One thought on “United Methodism @ Risk: A Wake-Up Call

  1. Review

    Not only does this book examine the specific groups in the United Methodist Church that attack progressive ideas in the denomination, but it carries implications for other denominations faced with conservative opposition. Howell discusses the groups who spread misleading and inflammatory charges about groups and individuals to United Methodists across the country (p. 4). These groups, according to Howell, seek to herd everyone in the church into its orthodox image.

    Methodism, Howell correctly points out, “has historically been more concerned about living out the Gospel in encounters with the world than in developing and enforcing theological conformity” (p. 7). He is not critical of conservative or evangelical thought in the denomination, but its organized efforts to enforce views on the whole church.

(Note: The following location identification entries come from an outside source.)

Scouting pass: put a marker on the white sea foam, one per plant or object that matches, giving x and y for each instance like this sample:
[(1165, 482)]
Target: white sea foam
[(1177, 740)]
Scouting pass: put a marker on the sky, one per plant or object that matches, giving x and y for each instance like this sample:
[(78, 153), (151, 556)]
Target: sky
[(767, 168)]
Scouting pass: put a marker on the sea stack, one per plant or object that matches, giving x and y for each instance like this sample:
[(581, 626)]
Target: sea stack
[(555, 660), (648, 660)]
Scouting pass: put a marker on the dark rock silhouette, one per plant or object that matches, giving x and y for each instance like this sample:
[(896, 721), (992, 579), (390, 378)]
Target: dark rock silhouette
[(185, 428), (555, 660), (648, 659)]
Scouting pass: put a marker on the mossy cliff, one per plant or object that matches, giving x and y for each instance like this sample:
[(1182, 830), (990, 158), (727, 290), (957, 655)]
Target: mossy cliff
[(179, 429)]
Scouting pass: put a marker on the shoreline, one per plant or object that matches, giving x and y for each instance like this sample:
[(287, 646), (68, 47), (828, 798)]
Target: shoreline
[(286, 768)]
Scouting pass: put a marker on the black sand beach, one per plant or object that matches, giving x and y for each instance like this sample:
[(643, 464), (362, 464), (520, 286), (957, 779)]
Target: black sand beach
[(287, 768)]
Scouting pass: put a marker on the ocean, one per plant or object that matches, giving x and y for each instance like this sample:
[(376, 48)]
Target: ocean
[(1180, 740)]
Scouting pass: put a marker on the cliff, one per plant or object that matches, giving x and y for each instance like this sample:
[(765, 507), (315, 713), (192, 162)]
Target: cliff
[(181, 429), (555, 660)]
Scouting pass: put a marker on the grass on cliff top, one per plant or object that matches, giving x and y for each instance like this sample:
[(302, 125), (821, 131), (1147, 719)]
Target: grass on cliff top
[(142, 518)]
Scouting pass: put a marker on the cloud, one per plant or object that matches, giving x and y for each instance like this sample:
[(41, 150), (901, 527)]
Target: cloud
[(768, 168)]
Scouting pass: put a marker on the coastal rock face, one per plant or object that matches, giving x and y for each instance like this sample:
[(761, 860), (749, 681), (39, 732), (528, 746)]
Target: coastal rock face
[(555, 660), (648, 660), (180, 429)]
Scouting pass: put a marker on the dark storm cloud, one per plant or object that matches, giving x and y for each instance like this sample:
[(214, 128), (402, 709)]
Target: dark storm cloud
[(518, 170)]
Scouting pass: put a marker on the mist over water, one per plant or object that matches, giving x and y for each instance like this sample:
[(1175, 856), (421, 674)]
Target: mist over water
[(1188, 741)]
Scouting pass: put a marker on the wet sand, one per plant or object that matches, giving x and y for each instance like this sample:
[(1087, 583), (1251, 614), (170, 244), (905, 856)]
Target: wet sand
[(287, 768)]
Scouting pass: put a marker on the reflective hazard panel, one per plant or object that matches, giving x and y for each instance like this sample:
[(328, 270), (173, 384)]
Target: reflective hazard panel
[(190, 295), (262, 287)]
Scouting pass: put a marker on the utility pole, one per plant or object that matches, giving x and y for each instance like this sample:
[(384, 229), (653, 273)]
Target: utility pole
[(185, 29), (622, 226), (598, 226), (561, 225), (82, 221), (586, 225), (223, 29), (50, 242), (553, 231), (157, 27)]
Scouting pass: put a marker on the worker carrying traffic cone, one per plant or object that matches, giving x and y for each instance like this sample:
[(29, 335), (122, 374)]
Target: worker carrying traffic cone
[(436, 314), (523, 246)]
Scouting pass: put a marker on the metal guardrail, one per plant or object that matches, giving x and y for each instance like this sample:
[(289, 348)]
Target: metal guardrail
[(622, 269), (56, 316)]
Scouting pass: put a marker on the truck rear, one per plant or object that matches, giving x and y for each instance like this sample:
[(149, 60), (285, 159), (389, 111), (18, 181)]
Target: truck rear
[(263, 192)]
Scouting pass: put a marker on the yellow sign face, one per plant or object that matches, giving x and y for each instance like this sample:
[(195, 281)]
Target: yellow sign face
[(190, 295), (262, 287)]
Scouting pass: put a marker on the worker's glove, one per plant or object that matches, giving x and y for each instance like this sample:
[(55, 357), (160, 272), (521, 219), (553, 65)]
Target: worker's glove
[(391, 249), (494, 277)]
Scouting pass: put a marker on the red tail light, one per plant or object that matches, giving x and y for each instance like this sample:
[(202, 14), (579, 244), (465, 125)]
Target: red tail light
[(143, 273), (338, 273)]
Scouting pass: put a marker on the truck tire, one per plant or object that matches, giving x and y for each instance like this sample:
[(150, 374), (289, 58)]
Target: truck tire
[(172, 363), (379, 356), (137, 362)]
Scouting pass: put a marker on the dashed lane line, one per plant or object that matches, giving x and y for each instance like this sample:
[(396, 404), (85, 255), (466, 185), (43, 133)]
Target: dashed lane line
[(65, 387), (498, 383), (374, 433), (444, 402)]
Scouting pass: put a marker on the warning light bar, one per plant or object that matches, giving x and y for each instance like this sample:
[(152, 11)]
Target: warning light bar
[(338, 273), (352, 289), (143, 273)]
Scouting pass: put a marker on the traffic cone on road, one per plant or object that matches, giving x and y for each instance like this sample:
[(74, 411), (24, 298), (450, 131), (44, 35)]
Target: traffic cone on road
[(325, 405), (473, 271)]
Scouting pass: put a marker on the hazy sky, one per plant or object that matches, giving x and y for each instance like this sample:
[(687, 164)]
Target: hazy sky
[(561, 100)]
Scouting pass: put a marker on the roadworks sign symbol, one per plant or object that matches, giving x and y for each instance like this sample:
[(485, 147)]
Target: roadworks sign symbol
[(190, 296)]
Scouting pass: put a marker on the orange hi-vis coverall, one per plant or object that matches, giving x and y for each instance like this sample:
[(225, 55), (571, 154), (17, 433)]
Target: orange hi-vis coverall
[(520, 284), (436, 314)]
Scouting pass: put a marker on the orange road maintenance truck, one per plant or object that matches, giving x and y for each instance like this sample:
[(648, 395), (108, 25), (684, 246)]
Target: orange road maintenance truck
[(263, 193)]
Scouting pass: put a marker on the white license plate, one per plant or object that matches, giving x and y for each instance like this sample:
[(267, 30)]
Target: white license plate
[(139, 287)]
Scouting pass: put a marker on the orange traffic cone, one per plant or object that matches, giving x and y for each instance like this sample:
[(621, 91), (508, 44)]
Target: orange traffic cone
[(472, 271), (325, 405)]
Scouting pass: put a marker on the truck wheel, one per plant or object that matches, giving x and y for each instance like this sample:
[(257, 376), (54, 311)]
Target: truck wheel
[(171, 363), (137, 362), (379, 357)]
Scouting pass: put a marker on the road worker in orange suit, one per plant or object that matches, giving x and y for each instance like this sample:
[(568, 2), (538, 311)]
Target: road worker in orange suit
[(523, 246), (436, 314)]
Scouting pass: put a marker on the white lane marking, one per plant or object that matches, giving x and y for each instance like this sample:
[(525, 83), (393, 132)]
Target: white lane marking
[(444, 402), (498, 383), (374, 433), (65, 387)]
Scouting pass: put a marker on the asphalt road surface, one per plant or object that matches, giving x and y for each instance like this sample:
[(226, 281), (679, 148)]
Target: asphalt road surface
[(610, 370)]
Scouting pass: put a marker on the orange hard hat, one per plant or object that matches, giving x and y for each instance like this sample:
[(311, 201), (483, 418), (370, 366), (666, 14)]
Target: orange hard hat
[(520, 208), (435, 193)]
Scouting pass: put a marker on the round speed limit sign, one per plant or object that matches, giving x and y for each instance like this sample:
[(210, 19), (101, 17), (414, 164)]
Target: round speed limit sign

    Much attention is given to the Institute on Religion and Democracy (IRD), created by right-wing secular foundations, first got attention by blasting the National Council of Churches. It opposes environmental initiatives, hate-crimes legislation, government responsibility for the poor, and anti-war activists. In addition to the Methodists, it is also critical of Presbyterian (USA) and Episcopal bodies.

    An unofficial group in Methodism, Good News, attacks the Women’s Division of the church, especially their social justice ministries. Women have led the church in such areas as racial justice, human rights, gender justice, and peacemaking. Good News falsely claims that the women’s group is not fully accountable to the larger church. Good News is pushing for pastors to take reordination vows that meet their doctrinal standard. They demand that all United Methodist seminary, university faculty, and agency personnel be required to “affirm classical theology” (p. 111). Expulsion from the church is possible for those who fail to comply. Another group, the Confessing Churches, deal with controversy not only by smearing faithful United Methodists but by proposing a loyalty oath with a rigid interpretation of Scripture

    The center of Methodism has never been primarily doctrinal. Its tradition is one of openness, flexibility, and breadth of spirit. Doctrine is not a club to coerce compliance, but an indispensable aid in deepening our discipleship (p. 122). Howell adds some suggestions for people who support progressive Christianity. This is a book that should be read not only by Methodists but by anyone concerned with the attempt to keep our churches free and relevant.